O presidente da AESIRF está a referir-se a uma discussão sobre o valor que iam pagar de horas extraordinárias. O debate foi real. Temos membros da ASSP que o confirmam. Mas José Morgado Ribeiro diz que aconteceu tudo numa única reunião. Na altura, não o pressionamos, porque não tínhamos indicação de que fosse mentira. Mas dias depois falámos com Rui Brito da Silva e o presidente da ASSP garante que José Morgado Ribeiro não se deu por vencido no fim dessa reunião.

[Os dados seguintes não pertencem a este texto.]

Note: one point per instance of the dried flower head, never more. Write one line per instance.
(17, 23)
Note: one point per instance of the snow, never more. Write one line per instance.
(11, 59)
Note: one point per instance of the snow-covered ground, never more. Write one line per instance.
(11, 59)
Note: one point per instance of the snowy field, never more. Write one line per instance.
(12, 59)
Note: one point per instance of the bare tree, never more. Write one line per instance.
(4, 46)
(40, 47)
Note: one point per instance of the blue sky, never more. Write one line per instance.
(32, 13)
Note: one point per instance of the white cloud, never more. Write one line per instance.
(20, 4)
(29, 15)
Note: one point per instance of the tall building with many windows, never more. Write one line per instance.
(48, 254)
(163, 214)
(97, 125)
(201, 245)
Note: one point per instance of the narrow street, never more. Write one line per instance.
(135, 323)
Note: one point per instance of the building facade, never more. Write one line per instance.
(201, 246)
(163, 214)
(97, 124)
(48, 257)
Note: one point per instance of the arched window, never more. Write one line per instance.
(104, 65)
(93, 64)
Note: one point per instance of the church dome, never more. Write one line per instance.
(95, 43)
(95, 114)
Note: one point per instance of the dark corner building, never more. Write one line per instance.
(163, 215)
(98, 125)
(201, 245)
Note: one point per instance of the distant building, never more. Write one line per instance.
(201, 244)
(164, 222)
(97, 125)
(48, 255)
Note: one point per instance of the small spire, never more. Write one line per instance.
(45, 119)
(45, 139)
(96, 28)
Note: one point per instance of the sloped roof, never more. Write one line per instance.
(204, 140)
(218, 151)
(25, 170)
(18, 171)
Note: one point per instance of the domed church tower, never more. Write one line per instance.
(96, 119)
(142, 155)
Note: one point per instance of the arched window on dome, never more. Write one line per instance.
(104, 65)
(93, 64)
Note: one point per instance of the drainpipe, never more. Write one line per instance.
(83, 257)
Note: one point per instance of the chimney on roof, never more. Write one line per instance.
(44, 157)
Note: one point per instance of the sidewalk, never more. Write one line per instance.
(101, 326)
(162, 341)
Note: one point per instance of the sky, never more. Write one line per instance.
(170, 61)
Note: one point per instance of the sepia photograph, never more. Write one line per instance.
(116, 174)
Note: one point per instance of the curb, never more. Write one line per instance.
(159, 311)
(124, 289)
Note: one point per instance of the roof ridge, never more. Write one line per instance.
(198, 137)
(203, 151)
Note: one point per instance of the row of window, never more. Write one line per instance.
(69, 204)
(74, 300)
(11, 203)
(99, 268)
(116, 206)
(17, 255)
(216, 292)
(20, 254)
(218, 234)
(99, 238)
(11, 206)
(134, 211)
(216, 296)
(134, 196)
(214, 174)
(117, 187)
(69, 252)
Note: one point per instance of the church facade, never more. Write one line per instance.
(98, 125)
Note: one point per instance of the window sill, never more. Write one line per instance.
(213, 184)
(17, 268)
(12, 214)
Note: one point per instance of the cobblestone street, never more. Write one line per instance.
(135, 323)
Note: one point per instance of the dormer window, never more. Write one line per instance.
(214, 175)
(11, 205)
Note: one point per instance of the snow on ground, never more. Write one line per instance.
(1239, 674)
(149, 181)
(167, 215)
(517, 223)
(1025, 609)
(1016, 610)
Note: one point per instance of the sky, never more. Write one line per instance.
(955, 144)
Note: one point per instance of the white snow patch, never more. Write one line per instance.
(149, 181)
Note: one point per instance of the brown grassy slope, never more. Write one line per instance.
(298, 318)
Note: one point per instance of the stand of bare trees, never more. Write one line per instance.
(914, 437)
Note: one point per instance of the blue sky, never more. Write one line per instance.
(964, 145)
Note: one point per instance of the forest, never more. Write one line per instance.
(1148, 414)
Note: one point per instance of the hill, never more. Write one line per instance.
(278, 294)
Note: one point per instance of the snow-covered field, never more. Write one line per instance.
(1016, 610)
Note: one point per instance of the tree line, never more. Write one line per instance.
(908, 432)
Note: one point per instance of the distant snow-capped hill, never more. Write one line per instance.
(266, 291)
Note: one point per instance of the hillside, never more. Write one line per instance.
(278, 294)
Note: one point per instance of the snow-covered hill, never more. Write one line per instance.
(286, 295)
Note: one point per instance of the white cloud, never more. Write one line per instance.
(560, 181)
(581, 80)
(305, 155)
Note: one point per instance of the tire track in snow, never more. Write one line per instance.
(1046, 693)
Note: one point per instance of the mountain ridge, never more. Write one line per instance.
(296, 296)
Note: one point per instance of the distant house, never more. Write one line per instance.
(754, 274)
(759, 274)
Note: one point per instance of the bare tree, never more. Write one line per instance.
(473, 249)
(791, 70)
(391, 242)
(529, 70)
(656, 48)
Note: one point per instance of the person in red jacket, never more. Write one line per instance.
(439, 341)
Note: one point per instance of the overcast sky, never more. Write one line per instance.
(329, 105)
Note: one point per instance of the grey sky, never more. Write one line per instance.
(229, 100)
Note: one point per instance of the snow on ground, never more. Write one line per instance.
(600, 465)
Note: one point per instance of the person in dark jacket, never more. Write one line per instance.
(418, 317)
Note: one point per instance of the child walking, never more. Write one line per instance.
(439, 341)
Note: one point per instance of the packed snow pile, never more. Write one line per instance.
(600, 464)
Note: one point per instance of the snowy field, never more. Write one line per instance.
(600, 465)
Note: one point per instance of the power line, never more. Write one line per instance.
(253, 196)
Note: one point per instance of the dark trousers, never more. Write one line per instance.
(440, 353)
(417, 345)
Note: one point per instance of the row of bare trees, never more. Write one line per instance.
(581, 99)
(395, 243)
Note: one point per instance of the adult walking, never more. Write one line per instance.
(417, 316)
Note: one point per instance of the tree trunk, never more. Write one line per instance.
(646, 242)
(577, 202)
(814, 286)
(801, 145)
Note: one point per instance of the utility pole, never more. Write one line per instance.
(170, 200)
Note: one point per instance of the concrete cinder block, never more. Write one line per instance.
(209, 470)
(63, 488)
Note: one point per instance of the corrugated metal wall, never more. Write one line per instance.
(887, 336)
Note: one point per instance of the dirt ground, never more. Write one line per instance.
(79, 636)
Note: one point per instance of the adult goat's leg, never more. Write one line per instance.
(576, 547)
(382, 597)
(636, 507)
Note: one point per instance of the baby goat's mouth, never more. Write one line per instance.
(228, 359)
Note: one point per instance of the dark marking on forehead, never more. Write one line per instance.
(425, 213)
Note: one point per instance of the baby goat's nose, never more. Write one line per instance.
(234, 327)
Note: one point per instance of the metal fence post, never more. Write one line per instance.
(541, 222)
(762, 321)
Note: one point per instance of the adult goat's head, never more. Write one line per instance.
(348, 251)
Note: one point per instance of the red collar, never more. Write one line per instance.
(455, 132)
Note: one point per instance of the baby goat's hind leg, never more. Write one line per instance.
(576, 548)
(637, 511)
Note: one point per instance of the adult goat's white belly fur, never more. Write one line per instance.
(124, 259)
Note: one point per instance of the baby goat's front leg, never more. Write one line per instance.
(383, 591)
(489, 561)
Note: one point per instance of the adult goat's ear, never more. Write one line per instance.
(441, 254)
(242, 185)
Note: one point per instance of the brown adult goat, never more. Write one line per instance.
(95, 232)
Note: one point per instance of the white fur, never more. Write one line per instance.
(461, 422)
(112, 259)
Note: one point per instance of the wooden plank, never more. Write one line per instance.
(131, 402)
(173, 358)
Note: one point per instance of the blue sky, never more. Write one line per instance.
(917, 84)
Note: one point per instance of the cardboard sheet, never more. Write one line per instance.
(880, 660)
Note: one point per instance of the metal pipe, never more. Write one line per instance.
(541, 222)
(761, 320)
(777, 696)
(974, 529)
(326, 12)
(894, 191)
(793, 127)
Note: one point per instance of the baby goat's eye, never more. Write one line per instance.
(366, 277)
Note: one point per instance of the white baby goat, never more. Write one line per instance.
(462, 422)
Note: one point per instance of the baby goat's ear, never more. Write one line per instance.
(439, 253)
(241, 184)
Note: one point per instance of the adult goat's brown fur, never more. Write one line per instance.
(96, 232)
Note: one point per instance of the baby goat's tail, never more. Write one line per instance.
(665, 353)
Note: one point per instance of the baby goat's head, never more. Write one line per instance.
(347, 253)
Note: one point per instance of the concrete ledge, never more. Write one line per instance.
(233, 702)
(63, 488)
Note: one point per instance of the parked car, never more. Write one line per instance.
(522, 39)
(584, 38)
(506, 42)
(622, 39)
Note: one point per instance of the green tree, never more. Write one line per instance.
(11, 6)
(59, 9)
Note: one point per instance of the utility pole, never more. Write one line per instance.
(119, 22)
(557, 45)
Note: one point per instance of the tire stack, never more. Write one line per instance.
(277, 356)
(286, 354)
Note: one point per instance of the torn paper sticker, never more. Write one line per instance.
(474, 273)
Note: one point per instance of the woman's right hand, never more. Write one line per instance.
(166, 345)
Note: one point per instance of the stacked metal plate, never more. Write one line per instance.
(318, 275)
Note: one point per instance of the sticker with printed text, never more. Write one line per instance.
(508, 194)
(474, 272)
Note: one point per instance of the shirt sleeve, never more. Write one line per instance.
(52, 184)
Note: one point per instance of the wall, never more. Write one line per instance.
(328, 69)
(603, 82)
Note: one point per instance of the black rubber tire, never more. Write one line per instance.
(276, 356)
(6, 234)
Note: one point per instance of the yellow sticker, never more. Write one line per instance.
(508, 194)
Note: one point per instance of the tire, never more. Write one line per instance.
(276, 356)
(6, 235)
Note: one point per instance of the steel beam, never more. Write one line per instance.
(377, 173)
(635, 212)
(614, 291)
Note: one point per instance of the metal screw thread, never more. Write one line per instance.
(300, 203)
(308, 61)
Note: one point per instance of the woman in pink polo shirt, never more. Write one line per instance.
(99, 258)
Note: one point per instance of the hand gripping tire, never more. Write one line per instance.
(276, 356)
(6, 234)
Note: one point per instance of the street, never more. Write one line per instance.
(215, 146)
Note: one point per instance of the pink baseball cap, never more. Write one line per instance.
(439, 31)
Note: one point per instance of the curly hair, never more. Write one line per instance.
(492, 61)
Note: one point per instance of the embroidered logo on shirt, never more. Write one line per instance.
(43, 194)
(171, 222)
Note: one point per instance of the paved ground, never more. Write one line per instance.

Rui Brito da Silva: Até um dia em que o José Morgado Ribeiro telefona para o pessoal e diz: “Esperem por mim. Não arranquem sem eu chegar”. E o António Malheiro disse: “Temos de esperar pelo senhor Morgado Ribeiro”. E eu “Pronto, isto vem aí qualquer coisa que não está…” E o José Morgado Ribeiro vem, senta-se e diz: “Meus amigos, vamos acabar já com isto, por aqui. Vamos já fazer isto num instante, resolvemos já isto”. E, é verdade, eu dei mais ou menos um “Sim”, mas que ia falar com o meu pessoal. E saio de Lisboa com a cabeça pesada, porque eu não queria assinar cortes. Eu não queria assinar um contrato coletivo de trabalho com cortes, ponto. E eu vinha com o meu colega, que também se chama Rui, o Rui Monteiro, que é o presidente do Conselho Fiscal, e eu disse “Epá, ó Rui, e agora?”. “Ó Rui, tens que ter bom senso”; “Ó Rui não vou ter bom senso nenhum, caramba. Nós andamos aqui a dizer aos associados que não íamos assinar cortes e não íamos assinar cortes”, daí a minha contradição. No dia seguinte, telefono ao Morgado Ribeiro – encho o peito de ar – telefono ao Morgado Ribeiro e digo: “Olhe, nós não vamos assinar”. “Então você está-se contradizer”, “’Estou. Nós não vamos assinar cortes”, “Não vão assinar cortes?”, “Não”, “Epá, você, você não presta. Você não sei o quê, você não sei que mais. Você tem que dar um murro na mesa. Você tem que ser intransigente”, “Epá, mas eu não posso, ó senhor Morgado Ribeiro, tenha paciência, mas eu não posso. Eu não posso ir contra os princípios que tínhamos dito, que não íamos assinar cortes e que não iamos não sei quê”.
Desligo a chamada. E aquele dia já foi um desastre para mim, já foi… já não estava bem da cabeça. Salvo erro, foi uma quarta-feira ou uma quinta. Depois, de quinta para sexta, de quinta para sexta, também dormi mal a noite, volta-me ele a ligar e eu não lhe atendo. Depois o Malheiro liga-me: “Olhe, fale com o senhor Morgado Ribeiro, veja lá”, “Ó Malheiro, tenha paciência, mas não vamos assinar cortes. O pessoal não me deixa assinar isto com cortes, e não sei quê, não sei que mais”. E depois o Morgado Ribeiro, à segunda ou à terceira chamada, diz-me: “Olhe, você não é de bom trato. Eu até pensei que você era boa gente e tal. E, portanto, olhe, você está-se a contradizer. Eu não falo mais consigo”. E desligou-me o telefone na cara. Até hoje, não fala mais comigo.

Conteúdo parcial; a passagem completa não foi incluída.